Las primeras experiencias estimulantes, atenciones amorosas y sensibles del primer año de vida pondrán en marcha el sistema oxitocínico del cerebro, responsable de las manifestaciones de ternura, amistad hacia otras personas a lo largo de la vida.

Más cosas sobre el cerebro en desarrollo: el córtex orbitofrontal está relacionado con la “inteligencia emocional”. Se desarrolla en la etapa postnatal y depende de las experiencias del bebé con su entorno.
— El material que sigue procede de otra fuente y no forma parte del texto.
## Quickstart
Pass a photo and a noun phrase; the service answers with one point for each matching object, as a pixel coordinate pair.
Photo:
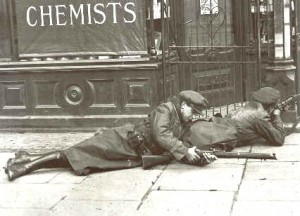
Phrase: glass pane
(208, 22)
Se desarrolla cogiéndolo en brazos y disfrutando del bebé.

La vista, el olfato, el tacto son fuentes de placer para el bebé, o lo que es lo mismo, son beta-endorfinas y dopamina que estimulan crecimiento de neuronas en esta zona y de tejido cerebral. Así que, un gran número de experiencias positivas da lugar a más conexiones cerebrales, por lo tanto, más rendimiento y más habilidad para usar áreas específicas del cerebro.
Y aún hay más. La dependencia del bebé con su madre facilita un fuerte vínculo social que genera la actividad bioquímica que ayuda al desarrollo de las conexiones neuronales y al crecimiento del cerebro. Los vínculos sociales protegen de las reacciones de miedo y ansiedad, ya que el vínculo desarrolla el contacto entre el córtex prefrontal y la amígdala, relacionada con el miedo.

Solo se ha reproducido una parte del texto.